With no further incident, Leary and his entourage of 'pets descend three levels, move east for a while, and then proceed north again until, far away to the north, bright light spills from an eastward corridor, like a beacon. “If I didn't know better, Rexy old boy, I'd say that was daylight.”
They turn the corner, and Leary stops. Clouds of dust begin to materialize. So fine as to be invisible, the bots rise on a breeze, grow ever denser as they coalesce, assuming vague forms, vaguely menacing, and waft towards Leary. He braces himself for excruciating pain, a pitifully quick end to his plans to save the world.
Then they're Outside.
Outside
The salt air is a psychic bomb. Face to the morning sun, Leary inhales a flood of memories, surprised at both hints of decaying organic matter and the fact he hasn't been dissed yet. But Muggs says there's no problem, and it seems he's right. Though he's performing mysterious rituals to help make it so.
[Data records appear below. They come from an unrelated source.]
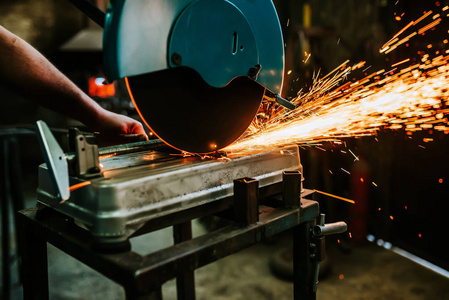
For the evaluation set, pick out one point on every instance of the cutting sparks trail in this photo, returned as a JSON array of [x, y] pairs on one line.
[[413, 98]]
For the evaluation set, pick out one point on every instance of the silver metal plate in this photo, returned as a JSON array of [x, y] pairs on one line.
[[141, 186]]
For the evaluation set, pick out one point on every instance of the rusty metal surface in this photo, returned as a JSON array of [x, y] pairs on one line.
[[144, 274], [138, 187]]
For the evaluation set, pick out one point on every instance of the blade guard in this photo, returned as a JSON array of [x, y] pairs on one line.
[[219, 39]]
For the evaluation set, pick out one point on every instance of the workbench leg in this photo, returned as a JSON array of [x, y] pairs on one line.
[[185, 283], [34, 264], [303, 267], [131, 294], [4, 208]]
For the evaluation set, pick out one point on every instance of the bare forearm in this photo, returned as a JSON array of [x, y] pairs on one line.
[[32, 75]]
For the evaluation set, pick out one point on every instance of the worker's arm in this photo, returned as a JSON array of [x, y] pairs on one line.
[[32, 75]]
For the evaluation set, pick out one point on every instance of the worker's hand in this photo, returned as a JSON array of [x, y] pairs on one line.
[[116, 129]]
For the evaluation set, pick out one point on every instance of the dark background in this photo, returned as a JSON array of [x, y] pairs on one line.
[[405, 169]]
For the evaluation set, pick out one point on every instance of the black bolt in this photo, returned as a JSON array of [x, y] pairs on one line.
[[176, 59], [254, 71]]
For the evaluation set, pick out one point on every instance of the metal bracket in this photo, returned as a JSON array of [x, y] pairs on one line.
[[87, 162], [55, 159], [246, 200]]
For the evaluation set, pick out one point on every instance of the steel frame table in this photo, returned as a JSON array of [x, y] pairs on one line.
[[142, 276]]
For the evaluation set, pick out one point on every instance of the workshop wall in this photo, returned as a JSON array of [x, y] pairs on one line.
[[45, 24]]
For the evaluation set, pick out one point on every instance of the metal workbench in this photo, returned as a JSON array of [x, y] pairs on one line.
[[142, 276]]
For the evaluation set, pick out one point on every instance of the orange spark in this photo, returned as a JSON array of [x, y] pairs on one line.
[[79, 185], [336, 197]]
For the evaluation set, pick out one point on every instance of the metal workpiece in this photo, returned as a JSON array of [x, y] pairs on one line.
[[137, 187]]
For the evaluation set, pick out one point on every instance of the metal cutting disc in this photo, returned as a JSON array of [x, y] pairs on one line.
[[190, 115]]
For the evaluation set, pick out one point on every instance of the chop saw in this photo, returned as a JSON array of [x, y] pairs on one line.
[[196, 70]]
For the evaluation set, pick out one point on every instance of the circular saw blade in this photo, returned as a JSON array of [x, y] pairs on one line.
[[188, 114]]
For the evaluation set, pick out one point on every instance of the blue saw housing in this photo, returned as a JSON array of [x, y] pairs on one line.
[[219, 39]]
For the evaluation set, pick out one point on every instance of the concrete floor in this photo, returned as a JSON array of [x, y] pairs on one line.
[[364, 272], [356, 271]]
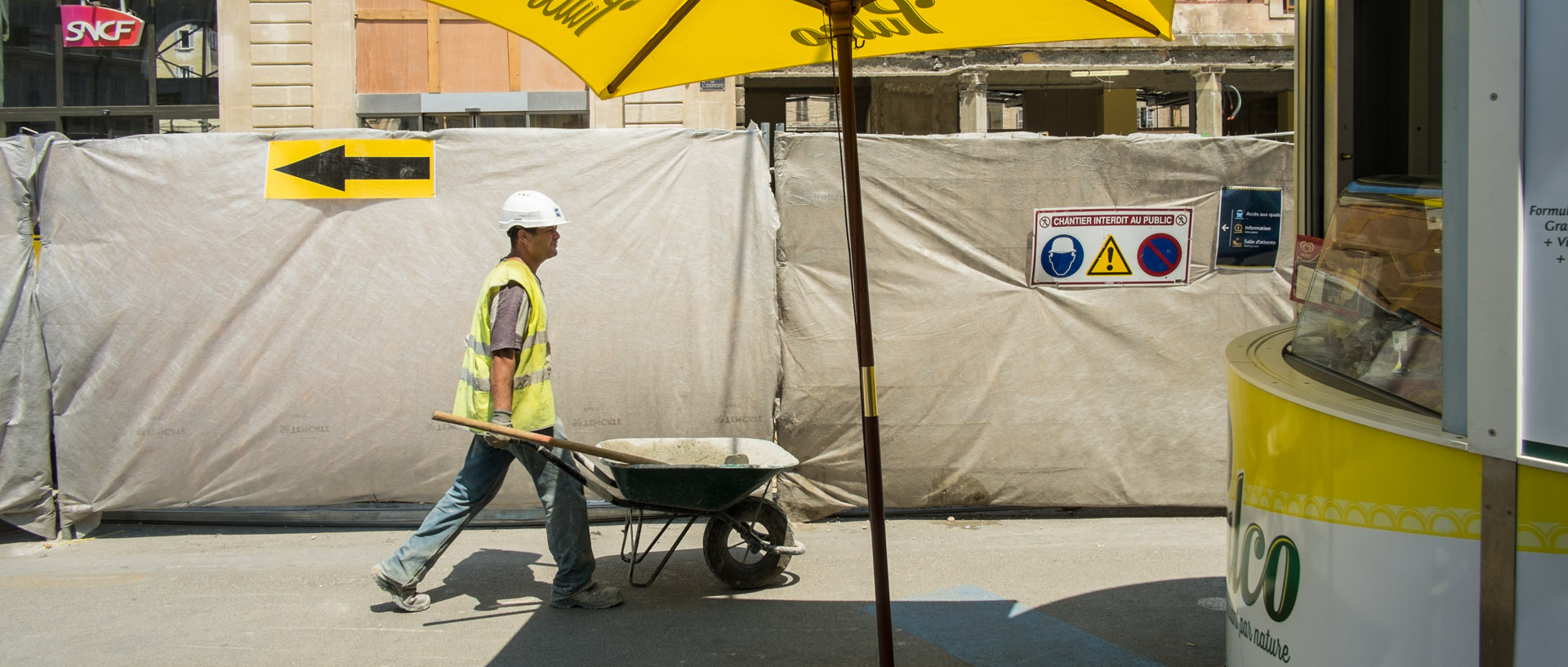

To the south, tiny at this distance, farther than the standard view from his window, what's left of the MahaNakhon building, what had been the tallest building in Thailand, breaks the otherwise featureless gray roll of sea. Leary believes he can see its long shadow in the early light. It's odd, these vestiges of times past, when humans still had the run of the place. Strange the way a few things have resisted the PlagueBot, as though a bunch of piss artists with the munchies had left pizza crusts lying around. If it hadn't been dissed, Boon Doc's bar, the real one, would lie somewhere beneath the waves on a line a kilometer farther away on a bearing ninety degrees from the shadow.